How severe does this issue affect your experience of using Ray?

  • High: It blocks me to complete my task: I’m attempting to understand how the scheduler works, so that I can use it for a heavy operational use case where pedictability and stability is essential.

Summary

While running some tests where a Ray cluster reads a set of data from a custom datasource (implemented using ray.data.Datasource), the scheduler is showing some behaviour that’s unexpected to me. I’m trying to understand what’s going on here so I can move on to use this in a production setting with a strong level of confidence on what’s going on.

What does the computation look like?

@ray.remote
def execute_my_test(
    block_msg_count: int,
    blocks_per_window: int,
) -> int:
    # MyCustomDatasource will return a Dataset with a number of blocks determined by block_size, which represents the number of records per block. 
    # Each Block is created by a ReadTask that will read block_size number of records from my datasource 
    return (
        ray.data.read_datasource(
            datasource=MyCustomDatasource(),
            block_size=block_msg_count,
        )
        .window(blocks_per_window=blocks_per_window)
        .count()
    )

object_ref = ray.get(
    execute_my_test.remote(
        block_msg_count=8000,
        blocks_per_window=192,
    )
)

What does the cluster look like?

  • 32 worker nodes
  • 3 CPUs per node assigned to Ray
  • 6 GB of memory per node assigned to ray
  • No num_cpus have explicitly been set on any .remote() calls, so I’m expecting task parallelism to fall back to Ray’s auto-detection based on the number of available CPUs described in the source.

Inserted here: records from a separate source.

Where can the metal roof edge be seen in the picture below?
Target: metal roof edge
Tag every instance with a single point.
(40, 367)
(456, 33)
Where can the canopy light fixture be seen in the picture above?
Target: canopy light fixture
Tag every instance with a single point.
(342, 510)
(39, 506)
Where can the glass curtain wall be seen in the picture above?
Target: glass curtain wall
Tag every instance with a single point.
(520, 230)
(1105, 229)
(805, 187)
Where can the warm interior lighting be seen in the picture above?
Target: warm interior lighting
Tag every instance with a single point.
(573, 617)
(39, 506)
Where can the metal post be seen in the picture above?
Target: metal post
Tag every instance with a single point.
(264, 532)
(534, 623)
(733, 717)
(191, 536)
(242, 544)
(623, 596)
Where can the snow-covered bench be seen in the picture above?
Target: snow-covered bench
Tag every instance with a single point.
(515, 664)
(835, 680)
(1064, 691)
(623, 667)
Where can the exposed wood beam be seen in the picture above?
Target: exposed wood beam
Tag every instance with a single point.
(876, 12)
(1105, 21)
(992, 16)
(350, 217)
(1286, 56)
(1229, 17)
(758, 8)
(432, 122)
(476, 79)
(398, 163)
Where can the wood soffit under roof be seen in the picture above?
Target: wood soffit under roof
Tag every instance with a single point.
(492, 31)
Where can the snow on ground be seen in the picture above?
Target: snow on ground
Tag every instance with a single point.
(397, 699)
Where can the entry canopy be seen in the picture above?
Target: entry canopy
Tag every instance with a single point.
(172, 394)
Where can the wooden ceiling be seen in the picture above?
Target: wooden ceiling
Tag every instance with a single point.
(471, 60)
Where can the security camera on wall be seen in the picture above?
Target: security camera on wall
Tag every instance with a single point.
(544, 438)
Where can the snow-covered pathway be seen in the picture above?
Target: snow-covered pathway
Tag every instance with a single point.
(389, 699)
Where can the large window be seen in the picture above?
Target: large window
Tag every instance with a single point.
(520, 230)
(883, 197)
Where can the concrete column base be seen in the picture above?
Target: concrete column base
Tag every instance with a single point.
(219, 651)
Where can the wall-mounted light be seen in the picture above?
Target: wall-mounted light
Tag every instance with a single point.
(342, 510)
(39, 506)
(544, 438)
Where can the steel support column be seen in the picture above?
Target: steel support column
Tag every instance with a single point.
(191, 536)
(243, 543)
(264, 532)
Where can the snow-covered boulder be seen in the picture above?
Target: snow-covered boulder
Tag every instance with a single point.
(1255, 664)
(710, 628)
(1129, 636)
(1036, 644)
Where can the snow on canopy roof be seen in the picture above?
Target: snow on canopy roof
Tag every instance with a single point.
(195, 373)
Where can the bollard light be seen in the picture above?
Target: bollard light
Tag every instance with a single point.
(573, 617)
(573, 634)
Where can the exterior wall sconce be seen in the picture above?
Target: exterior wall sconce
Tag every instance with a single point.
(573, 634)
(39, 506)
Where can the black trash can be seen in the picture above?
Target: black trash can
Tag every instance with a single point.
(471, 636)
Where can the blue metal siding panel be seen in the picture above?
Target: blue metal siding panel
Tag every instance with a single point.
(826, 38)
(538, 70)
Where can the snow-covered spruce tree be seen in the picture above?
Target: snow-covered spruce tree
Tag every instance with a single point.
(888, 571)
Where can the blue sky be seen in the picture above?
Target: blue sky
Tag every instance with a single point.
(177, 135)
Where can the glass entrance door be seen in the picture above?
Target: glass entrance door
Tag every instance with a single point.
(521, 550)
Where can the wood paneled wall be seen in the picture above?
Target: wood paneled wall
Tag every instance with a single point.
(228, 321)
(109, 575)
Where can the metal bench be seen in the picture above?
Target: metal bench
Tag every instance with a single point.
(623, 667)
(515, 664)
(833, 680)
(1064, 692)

Which would be 96?
  • The Datasource returns a dataset that uses a Block format based on a list of Python dicts.

What is the unexpected behaviour?

1. Computation runs out of memory way sooner than I’d expect.

With an average record size of 5Kb per record, I’d expect to be able to fit up to 512.000 records in a block:

  • 5Kb X 512.0000 = 2.500 MB per block.
  • 3 concurrent tasks per worker X 2.500 MB per block = Up to 7.500 MB of memory usage per worker

Since 7.500 MB > 6.000 MB available heap space, the computation should go out of memory.

What I see is that my computation already hits that OOM limit at 64.000 records per block:

  • 5Kb X 64.000 = ~300 MB per block
  • 3 concurrent tasks per worker X 300 MB per block = Up to 900 MB of memory usage per worker

Which is totally unexpected because that cap of 900 MB memory usage is way lower than the 6GB of available memory per worker. Now, using ray memory I can tell that Ray is in fact attempting to use more than 6GB of worker memory.

2. Computation speeds up, even when it’s assigned more blocks per window than the cluster has CPUs available

Since my cluster has a fixed number of 96 CPUs (32 x 3 cpus per worker) I’d expect Ray to effectively be able to run 96 tasks in parallel. So I notice a speed-up when increasing the blocks_per_window argument to 96.

What’s unexpected though is that the computation actually continues speeding up when blocks_per_window is increased way past the number of available cpus in the cluster, up until about 512 blocks_per_window.

Conclusion

Both of those behaviours lead me to believe that Ray is running way more tasks (on Blocks) in parallel than the 96 concurrent tasks I’m thinking it’s running. What’s going on here? My goal is to figure out how the scheduler decides on Task parallelism so that I can run my computations with a certain level of robustness in production.